Certo é que a república platónica desenvolve a cidade ideal e o conceito de liberdade na versão que os gregos tinham dela, privilégio dos sábios e dos fortes. Veio, depois, o conceito de liberdade cristão-ocidental, aquisitivo de autonomia pessoal e intencional inerente à própria dignidade da pessoa humana. Mas que não exlcui, que ao longo dos séculos se repetisse a expressão da tirania que Lévinas não deixou de conhecer – “o totalitarismo novecentista” – a que alude como “ética do temor”.

A quem lhe perguntara: “Como é que na sua obra se harmonizam esses dois modos de pensamento, o bíblico e o filosófico?” replicou dizendo que têm de se harmonizar. Fala do Deus do versículo, isto é, do Deus referido na Bíblia, não o tomando como substituto da prova na especulação filosófica, mas como “a medida do espírito” quando esta porventura lhe falte. Quer dizer, segundo as palavras de Lévinas: “o sentimento religioso, tal como o recebi, consistia mais no respeito pelos livros, a Bíblia e os seus comentadores tradicionais, do que em determinadas crenças (…) o sentimento de que a Bíblia é o Livro dos Livros, em que se dizem as coisas primeiras, as que se deviam dizer para que a vida humana tenha um sentido, é a extraordinária presença das suas personagens que, para mim, significam a transcendência.”.
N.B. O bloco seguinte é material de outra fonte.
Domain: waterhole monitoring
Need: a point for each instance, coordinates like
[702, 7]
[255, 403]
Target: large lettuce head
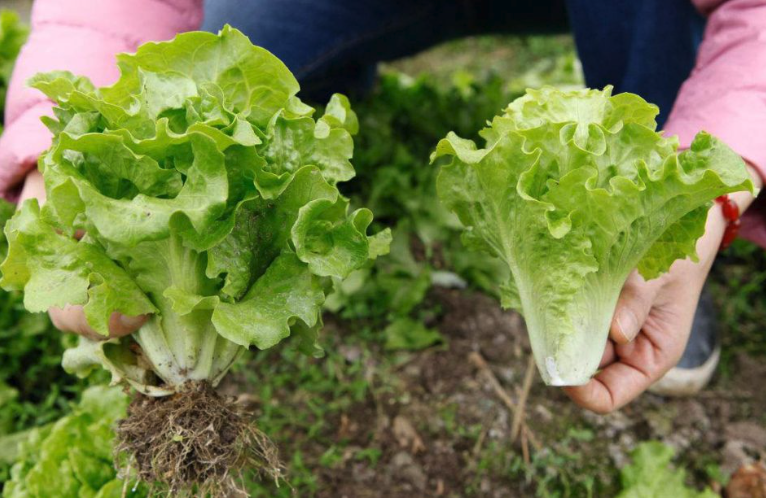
[573, 190]
[198, 189]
As leituras de hoje são o espelho reflexivo do aqui e agora, do espírito do tempo. As velhas fontes apontam o sentido incontornavelmente humano com o qual ou sem o qual o hoje se ganha ou se perde, entendendo-o ou não. Esta quase devoção às fontes não terá a última palavra, mas pertence-lhes a primeira que é a mãe de todas as outras.